Wow this blog just took a weird turn....well maybe that's the way trauma is. Sometimes the focus is on one thing and then it shifts to another trauma. Each trauma has it's own symptoms and feelings associated with it. Some of my trauma is obvious and angry and some of it is sad and regretful. All of them are traumatic in their own individual ways. Some affect me in everyday life and some affect me only sometimes, when triggered by something. What I wouldn't give right now to hold my mom and just cry until I can't cry anymore.

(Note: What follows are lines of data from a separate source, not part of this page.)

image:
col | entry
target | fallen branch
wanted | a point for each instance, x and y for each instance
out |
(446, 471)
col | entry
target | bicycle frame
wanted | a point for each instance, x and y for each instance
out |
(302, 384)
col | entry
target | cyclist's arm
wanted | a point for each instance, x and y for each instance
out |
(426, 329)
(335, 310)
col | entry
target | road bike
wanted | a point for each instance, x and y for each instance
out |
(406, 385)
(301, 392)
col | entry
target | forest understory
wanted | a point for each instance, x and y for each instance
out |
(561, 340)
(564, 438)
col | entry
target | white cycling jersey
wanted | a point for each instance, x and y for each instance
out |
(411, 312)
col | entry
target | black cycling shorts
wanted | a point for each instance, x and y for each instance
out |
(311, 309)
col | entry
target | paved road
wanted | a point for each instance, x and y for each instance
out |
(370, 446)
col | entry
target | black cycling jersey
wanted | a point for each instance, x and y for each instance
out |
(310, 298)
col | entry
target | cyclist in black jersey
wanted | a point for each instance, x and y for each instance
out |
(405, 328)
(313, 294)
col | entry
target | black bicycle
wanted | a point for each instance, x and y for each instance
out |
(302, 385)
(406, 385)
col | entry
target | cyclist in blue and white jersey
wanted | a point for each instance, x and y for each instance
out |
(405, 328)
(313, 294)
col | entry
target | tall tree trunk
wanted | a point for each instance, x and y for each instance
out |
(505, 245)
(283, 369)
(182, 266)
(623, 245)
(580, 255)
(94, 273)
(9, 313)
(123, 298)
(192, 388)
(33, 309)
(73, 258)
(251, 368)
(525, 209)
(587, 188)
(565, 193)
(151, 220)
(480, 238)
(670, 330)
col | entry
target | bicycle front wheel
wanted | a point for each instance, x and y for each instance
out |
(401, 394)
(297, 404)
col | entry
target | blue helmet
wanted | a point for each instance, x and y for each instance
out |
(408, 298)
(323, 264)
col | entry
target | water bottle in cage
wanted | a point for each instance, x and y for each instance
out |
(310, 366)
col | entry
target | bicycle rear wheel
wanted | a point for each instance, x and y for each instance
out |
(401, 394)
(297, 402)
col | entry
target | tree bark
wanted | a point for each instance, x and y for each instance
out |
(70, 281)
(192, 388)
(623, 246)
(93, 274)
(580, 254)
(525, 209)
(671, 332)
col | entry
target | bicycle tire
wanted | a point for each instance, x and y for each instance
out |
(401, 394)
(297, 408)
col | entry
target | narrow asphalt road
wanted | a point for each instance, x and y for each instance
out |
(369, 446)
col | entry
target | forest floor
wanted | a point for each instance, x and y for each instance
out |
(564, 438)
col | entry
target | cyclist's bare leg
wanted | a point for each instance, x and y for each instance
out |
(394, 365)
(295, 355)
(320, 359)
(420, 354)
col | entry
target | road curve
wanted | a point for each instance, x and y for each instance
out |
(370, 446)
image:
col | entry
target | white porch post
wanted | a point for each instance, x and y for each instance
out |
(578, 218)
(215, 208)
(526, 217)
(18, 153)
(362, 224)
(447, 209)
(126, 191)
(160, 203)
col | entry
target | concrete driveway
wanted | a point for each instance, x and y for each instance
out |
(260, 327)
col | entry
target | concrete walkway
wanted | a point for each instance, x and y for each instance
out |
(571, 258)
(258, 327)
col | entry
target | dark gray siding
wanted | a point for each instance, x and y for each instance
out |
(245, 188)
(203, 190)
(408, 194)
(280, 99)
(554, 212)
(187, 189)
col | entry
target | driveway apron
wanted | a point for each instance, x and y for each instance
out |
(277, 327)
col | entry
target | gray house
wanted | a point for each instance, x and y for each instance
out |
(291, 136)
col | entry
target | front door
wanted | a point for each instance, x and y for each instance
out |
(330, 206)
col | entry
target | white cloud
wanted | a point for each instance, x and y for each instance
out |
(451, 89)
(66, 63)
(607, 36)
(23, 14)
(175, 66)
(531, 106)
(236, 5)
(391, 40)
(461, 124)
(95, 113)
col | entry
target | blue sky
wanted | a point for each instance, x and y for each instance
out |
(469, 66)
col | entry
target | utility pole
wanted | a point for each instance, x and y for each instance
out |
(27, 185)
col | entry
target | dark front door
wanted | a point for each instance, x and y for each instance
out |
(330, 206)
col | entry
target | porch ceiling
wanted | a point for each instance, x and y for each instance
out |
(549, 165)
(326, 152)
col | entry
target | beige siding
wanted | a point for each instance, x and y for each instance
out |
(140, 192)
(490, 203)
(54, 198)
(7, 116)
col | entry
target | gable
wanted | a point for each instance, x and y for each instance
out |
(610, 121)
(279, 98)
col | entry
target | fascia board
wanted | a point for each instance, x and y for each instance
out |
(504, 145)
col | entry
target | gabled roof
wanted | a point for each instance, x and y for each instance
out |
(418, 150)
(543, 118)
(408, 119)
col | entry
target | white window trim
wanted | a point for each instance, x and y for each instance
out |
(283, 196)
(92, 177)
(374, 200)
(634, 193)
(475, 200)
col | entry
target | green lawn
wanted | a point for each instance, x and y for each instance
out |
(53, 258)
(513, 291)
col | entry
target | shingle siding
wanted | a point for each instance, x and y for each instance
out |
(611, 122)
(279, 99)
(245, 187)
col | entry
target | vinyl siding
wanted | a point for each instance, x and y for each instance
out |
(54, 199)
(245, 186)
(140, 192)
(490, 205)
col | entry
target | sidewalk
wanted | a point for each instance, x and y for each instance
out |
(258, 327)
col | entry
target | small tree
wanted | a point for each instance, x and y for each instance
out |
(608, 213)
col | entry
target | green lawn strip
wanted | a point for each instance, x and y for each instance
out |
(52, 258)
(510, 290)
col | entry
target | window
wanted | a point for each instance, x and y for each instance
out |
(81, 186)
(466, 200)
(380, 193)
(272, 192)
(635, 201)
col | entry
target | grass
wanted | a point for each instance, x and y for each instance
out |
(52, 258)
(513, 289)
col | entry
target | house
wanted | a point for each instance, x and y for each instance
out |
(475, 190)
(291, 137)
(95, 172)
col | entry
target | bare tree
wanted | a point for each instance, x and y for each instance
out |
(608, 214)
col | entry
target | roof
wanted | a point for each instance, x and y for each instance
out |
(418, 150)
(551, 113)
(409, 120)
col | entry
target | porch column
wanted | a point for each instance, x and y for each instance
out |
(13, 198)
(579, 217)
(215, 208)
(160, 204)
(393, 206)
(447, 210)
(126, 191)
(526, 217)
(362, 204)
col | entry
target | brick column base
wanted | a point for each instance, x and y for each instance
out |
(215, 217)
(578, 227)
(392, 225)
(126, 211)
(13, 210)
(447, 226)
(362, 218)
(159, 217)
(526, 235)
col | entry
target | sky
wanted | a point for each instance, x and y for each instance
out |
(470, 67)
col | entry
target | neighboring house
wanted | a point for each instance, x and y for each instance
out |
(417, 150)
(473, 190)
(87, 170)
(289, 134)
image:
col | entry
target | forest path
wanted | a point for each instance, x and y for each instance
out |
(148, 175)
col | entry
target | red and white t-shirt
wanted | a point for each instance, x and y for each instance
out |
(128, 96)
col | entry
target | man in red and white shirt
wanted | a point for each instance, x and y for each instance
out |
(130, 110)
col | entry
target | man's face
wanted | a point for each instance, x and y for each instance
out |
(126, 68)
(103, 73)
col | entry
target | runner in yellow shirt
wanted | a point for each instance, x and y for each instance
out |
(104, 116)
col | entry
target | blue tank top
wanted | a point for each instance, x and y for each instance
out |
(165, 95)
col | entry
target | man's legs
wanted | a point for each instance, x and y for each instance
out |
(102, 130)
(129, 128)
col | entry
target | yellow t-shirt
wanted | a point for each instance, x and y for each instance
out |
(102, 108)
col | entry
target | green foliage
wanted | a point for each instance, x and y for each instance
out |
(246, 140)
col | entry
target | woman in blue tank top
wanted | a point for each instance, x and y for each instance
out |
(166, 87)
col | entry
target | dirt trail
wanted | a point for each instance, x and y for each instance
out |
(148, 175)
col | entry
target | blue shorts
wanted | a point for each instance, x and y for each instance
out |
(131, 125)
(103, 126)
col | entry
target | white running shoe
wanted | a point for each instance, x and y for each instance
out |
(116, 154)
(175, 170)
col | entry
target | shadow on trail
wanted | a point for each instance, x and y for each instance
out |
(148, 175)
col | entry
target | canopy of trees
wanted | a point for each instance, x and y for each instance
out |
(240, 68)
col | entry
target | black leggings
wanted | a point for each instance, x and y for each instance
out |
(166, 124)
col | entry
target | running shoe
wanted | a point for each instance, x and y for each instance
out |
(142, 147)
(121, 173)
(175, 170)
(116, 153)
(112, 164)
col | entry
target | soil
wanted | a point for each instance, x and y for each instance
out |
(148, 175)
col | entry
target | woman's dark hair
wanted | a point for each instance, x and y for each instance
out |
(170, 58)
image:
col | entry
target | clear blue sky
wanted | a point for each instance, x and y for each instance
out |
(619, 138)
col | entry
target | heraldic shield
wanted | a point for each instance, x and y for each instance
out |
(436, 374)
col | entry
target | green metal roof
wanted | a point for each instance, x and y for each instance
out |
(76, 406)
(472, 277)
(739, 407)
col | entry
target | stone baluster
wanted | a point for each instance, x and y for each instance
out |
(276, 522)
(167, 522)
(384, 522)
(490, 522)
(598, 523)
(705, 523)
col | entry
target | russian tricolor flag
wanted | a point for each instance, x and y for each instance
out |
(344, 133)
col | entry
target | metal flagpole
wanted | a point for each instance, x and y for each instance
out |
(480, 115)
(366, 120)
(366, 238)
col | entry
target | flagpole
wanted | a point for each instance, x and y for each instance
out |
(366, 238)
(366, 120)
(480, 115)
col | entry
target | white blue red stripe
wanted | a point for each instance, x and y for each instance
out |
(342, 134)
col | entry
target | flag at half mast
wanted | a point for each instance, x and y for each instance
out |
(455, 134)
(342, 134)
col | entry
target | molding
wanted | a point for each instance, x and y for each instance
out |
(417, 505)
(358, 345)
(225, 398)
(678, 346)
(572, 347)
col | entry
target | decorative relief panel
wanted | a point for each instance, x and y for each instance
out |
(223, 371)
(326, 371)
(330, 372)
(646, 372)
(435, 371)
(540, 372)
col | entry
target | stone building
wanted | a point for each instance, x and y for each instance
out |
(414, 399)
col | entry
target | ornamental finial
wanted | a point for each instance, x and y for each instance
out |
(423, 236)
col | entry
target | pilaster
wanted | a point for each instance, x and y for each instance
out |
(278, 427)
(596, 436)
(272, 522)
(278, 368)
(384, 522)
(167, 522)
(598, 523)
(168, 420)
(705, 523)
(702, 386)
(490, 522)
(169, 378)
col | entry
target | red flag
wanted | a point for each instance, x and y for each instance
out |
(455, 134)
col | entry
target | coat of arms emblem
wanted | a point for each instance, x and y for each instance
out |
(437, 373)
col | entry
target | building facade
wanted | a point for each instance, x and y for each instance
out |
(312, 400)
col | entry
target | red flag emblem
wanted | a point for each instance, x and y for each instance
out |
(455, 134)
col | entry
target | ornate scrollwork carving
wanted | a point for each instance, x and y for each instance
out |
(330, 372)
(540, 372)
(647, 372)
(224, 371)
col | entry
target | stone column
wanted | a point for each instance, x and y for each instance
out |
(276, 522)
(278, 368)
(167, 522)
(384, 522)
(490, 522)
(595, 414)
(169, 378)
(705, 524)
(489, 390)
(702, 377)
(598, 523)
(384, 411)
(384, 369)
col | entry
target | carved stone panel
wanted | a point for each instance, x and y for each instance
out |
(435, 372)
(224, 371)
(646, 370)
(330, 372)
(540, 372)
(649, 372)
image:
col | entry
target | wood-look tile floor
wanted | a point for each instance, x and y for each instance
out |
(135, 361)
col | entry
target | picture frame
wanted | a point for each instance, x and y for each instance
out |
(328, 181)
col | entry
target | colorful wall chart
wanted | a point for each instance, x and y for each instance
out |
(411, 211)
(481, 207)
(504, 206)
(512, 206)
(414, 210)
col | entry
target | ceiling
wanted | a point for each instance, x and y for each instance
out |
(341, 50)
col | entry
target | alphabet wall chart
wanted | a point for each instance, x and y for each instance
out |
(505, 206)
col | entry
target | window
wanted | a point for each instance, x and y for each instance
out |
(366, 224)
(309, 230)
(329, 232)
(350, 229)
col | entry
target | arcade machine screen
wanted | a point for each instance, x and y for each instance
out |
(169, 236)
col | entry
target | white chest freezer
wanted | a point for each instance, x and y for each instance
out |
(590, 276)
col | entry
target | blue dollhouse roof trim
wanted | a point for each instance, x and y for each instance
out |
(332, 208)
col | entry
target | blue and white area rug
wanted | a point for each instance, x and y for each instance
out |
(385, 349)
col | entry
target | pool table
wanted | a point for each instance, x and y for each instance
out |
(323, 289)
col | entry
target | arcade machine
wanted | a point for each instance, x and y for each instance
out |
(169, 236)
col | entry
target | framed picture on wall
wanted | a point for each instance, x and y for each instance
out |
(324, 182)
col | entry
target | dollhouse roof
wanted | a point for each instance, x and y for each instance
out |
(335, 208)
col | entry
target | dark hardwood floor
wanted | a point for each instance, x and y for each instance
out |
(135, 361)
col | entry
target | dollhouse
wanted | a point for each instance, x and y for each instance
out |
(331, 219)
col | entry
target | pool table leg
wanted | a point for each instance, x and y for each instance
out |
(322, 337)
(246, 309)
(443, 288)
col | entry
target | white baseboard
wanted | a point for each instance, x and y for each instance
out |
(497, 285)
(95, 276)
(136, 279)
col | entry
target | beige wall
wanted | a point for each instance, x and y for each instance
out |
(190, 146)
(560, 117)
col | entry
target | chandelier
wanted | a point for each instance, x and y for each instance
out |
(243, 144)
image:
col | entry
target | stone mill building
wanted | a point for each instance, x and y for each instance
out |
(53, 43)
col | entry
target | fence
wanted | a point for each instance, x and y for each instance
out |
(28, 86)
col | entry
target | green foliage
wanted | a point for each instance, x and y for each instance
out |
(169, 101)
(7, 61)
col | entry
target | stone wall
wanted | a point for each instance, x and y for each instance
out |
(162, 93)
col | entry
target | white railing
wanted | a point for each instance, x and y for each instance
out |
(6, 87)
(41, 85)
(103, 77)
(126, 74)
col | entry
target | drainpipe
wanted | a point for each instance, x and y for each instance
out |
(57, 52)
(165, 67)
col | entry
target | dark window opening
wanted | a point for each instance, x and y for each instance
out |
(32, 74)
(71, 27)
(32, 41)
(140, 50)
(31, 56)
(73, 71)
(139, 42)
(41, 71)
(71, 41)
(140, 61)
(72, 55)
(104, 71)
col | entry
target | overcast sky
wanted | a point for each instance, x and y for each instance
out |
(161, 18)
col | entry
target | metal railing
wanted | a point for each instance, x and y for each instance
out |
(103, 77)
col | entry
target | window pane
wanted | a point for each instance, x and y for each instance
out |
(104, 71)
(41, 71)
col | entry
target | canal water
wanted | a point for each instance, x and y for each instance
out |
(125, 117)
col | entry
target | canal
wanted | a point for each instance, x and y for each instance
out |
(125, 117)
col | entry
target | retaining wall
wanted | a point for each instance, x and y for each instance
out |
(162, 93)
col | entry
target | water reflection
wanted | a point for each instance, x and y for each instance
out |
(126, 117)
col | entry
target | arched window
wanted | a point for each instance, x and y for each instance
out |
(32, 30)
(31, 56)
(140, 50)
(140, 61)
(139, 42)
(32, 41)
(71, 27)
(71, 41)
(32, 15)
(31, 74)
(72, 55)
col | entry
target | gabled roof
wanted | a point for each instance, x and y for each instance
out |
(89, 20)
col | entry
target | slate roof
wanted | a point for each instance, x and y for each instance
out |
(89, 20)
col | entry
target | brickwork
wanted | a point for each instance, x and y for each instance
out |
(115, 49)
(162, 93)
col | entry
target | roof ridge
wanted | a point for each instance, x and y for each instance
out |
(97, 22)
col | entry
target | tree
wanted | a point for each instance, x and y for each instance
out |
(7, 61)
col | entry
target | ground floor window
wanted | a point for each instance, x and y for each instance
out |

On a good note, I have talked to a couple of people who have read my blog and have found some things in it to be thought-provoking. For that I am really glad. That was one of the reasons why I wanted to write this blog. My condition is making it increasingly difficult for me to write, it can be painful mentally and emotionally. So I am not as consistent as I'd like to be with this. But it makes all of it worth it when someone reads something that resonates with them. I am happy to share, especially when it helps someone to feel as though they are not alone. And also to share what I have learned in therapy. Look it's free! I hope to be doing better and maybe my therapist and I can find a way to make this happen, who knows. I just hope to hold on. I miss myself. I used to really like me, now I don't even know if I know who I am anymore. I know that I am not a bad person and I know that I have good Karma (even if it doesn't seem that way right now), I don't intentionally hurt anyone. I also know that I am getting older and I am dying and I want to be me again before I die.